The study identified Texas and Florida as the two worst offenders, writing that capital litigation in those states could not proceed under the presumption “that lower courts will apply Supreme Court precedent in good faith.” In Texas, they found that “at least 108 people were executed after the Supreme Court had already established the relevant basis for relief,” or 1 in every 5.3 executions (18.8%). In Florida, they found, at least 36 death-row prisoners have been executed despite Supreme Court decisions clearly establishing the unconstitutionality of their death sentences. That translates to 36.4% of all Florida executions, or 1 in every 2.75 executions.
“For us,” the authors wrote, “the implication is clear enough: at least when it comes to capital punishment, history teaches that the lower courts cannot be trusted to enforce the law. If the Supreme Court cannot or will not move more quickly to corral them, then it should abandon the fiction that it can create a legally and morally legitimate death penalty.”
The Supreme Court case that both Florida and Texas most frequently flouted was Lockett v. Ohio, the seminal Supreme Court decision that established that sentencer in a capital case must be permitted to consider “any aspect of a defendant’s character or record and any of the circumstances of the offense that the defendant proffers as a basis for a sentence less than death.” For years, Florida and Texas narrowly construed Lockett, preventing juries from considering or denying them a mechanism to give effect to various forms of mitigating evidence. The Supreme Court allowed more than 95 prisoners to be executed in Texas under a sentencing scheme that unconstitutionally prevented juries from considering mitigating evidence outside the limited context of three statutorily defined questions and an unconstitutional judicial interpretation of Lockett that required a “causal nexus” between a defendant’s mitigating evidence and the crime itself. Fifteen people were executed in Florida before the Supreme Court, in a unanimous opinion authored by Justice Antonin Scalia, struck down the state’s limitation on evidence juries and judges could consider mitigating to a list of factors enumerated in the state’s death-penalty statute.

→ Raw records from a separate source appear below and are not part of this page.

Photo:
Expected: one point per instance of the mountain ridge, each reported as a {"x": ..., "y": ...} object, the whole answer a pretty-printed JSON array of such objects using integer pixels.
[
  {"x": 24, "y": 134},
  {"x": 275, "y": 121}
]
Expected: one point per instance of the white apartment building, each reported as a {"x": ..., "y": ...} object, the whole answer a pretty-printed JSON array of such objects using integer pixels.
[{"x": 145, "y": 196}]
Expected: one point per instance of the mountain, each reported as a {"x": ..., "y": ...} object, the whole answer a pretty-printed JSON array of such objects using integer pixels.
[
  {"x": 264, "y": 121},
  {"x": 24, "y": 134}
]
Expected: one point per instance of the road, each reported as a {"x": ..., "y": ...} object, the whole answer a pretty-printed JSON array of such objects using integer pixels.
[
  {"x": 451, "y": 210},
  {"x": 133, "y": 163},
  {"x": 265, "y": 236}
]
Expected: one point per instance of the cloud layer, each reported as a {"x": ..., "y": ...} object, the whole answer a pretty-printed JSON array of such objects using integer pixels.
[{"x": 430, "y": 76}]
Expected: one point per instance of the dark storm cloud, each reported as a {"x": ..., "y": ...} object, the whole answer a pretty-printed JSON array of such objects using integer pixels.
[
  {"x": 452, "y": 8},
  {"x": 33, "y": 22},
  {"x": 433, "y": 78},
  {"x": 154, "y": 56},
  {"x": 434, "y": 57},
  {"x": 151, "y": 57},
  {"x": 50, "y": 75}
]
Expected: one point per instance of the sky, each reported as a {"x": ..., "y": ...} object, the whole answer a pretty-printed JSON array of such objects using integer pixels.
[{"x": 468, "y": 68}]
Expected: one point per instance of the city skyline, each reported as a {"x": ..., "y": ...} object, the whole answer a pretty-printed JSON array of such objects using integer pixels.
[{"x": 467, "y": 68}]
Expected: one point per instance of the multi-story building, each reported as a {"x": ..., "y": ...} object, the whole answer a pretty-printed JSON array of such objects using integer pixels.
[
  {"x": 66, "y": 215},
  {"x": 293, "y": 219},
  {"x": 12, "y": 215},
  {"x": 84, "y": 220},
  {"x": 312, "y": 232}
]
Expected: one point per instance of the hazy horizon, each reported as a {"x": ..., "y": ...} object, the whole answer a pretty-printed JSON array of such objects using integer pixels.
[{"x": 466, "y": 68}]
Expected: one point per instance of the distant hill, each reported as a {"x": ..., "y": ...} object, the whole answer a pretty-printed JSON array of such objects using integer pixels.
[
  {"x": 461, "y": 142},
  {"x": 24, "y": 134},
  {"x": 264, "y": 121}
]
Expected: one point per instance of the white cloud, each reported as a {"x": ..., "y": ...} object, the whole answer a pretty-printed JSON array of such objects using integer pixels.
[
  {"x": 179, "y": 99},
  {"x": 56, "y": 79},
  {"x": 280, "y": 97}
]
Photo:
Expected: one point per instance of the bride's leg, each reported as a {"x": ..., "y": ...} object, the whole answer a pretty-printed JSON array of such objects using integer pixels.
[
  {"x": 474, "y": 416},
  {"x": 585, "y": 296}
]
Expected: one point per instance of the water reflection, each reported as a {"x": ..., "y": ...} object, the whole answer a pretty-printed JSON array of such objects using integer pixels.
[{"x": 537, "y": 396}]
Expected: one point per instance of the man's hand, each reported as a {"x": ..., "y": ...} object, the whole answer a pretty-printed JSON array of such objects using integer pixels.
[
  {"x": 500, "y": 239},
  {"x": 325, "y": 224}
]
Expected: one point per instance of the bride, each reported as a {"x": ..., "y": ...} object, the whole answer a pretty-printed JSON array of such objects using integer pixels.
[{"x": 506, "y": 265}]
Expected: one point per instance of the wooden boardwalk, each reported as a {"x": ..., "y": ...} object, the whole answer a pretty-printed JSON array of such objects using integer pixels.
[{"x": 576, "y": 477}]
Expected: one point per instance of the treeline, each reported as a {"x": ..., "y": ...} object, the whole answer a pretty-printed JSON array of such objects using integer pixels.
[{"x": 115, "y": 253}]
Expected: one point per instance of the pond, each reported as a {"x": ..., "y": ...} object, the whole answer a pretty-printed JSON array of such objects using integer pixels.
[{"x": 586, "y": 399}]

Since then, both states adopted unscientific and clinically inappropriate standards of assessing intellectual disability under Atkins — later declared unconstitutional in Hall v. Florida and Moore v. Texas — that continue to lead to the executions of individuals who are constitutionally ineligible for execution because of their intellectual disability. And cases since the study period demonstrate that death-row prisoners across the country continue to face a danger of execution by jurisdictions attempting to evade enforcement of Atkins by refusing to apply Hall and Moore.
On October 21, 2021, Alabama executed Willie B. Smith III, after its state courts rejected his claim of intellectual disability, relying upon the same unconstitutional criteria struck down in Hall and Moore. The U.S. Court of Appeals for the Eleventh Circuit acknowledged that Smith was intellectually disabled under accepted medical definitions of the disorder but refused to apply either Hall or Moore to his case. Smith’s execution, the appeals court wrote, was purely “a matter of timing”: if he had been tried today, he would not be eligible for the death penalty. The U.S. Supreme Court refused to consider the circuit court’s decision.
The Cornell law professors note that “unfortunately, though probably not coincidentally, most recalcitrance arises in states that execute the largest number of people, making the price of failure to vigorously enforce declared rights very high.” The consequence, they write, is that “absent much more vigilant enforcement from the federal courts, especially the Supreme Court, judicial resistance leaves a lot of defendants who have already been determined right, nonetheless, dead.”
Joseph Margulies, John Blume, and Sheri Johnson, Dead Right: A Cautionary Capital Punishment Tale, Columbia Human Rights Law Review, vol. 53, issue 1, pp. 60 – 129 (Fall 2021).